公益財団法人介護労働安定センター和歌山支部による本年度の「介護労働講習」の開講式が17日、和歌山市北出島の県勤労福祉会館プラザホープで行われ、20~60代の男女34人が学びをスタートさせた。

団塊の世代が75歳以上となり、高齢化がさらに加速する2025年以降、介護サービスの需要が急増する一方で、介護業界では大幅な人手不足が深刻化している。

同講習は、雇用保険受給者を対象に、半年間無料で専門の集中教育を行って介護人材を育成し、人材不足を改善しようとする国のプロジェクト。県内では国から運営と推進を委託された同センターが、2017年からスタートし、これまで修了生の約90%が介護事業所に就職し、第一線で活躍している。

式では、同支部の上野山勲支部長が「介護の技術や知識はもちろん大切ですが、何より利用者さんの心に寄り添って、勤務されている職場の先輩や同僚たちの心を理解することも重要。この6カ月間は思いやりの心を育てていく期間でもある。実直にひたむきにと取り組んでほしい」と受講者を激励した。

同センターが講習会のために作ったアニメ「一人ひとりが輝ける場所がある」を上映。年齢や性別、介護職を目指すきっかけなども異なる3人の主人公が、講習後、介護現場で成長していく姿を描いた作品で、利用者に寄り添うことの大切さを伝えた。

受講生は11月25日の修了式まで、即戦力として介護現場で働けるよう、実務者研修を含む実習や介護の基礎、「たん吸引」「経管栄養」などの医療的ケアの専門知識を学ぶ。

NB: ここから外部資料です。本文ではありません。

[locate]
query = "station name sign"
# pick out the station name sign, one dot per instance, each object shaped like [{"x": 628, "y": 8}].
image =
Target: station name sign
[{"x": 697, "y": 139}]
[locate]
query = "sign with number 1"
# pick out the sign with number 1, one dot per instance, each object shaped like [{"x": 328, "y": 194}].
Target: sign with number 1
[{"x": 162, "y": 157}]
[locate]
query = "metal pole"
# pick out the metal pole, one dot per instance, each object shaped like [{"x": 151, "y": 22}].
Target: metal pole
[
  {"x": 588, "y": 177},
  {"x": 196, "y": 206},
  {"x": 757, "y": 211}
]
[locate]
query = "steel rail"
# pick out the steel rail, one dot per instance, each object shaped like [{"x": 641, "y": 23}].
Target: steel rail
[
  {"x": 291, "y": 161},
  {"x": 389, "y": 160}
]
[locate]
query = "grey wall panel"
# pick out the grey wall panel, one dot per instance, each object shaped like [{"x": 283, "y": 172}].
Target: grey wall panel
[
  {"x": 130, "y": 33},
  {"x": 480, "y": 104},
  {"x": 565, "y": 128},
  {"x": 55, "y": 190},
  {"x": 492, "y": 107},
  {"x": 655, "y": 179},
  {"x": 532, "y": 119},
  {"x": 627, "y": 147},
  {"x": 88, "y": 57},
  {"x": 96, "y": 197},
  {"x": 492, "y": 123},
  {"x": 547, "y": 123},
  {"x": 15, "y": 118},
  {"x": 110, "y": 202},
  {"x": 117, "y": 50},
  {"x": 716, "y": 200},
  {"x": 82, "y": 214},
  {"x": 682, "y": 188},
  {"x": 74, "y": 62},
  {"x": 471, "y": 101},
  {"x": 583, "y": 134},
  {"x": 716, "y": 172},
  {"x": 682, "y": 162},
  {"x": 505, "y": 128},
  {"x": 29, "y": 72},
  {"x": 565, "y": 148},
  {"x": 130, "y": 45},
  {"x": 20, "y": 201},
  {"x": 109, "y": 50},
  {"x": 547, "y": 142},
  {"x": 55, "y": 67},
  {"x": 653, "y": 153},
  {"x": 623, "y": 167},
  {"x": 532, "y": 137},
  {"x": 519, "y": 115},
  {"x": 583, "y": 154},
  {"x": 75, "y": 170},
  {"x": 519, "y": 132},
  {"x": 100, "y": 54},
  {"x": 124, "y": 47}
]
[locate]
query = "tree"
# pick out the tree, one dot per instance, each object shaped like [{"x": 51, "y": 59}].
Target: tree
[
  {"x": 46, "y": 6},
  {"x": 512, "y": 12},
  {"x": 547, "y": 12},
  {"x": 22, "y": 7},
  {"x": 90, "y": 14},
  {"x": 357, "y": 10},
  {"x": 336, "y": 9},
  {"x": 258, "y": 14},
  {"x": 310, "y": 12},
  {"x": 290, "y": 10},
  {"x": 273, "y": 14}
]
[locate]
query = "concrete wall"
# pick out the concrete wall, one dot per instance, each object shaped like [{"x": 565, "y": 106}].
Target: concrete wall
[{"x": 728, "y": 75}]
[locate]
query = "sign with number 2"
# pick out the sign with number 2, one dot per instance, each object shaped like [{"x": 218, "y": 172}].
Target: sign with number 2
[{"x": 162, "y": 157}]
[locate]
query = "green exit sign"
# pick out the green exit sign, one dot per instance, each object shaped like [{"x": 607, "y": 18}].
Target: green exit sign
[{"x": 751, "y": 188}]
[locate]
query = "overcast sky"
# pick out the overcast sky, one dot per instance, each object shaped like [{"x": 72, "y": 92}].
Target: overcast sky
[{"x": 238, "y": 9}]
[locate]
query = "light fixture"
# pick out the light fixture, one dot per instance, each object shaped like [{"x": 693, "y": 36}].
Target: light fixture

これまで事務職をしていたという50代の女性は「仕事を探していたら介護職の募集が多く、チャレンジしてみようと思った」と受講。

保育士をしていた40代の女性は「人と関わる仕事が好きで、新しく学んでみたい」と期待を膨らませ、64歳の男性は「昨年くも膜下出血で倒れ、たくさんの人に助けてもらった。まひもなく、元気になったので恩返しがしたい。半年間頑張りたい」と意気込んだ。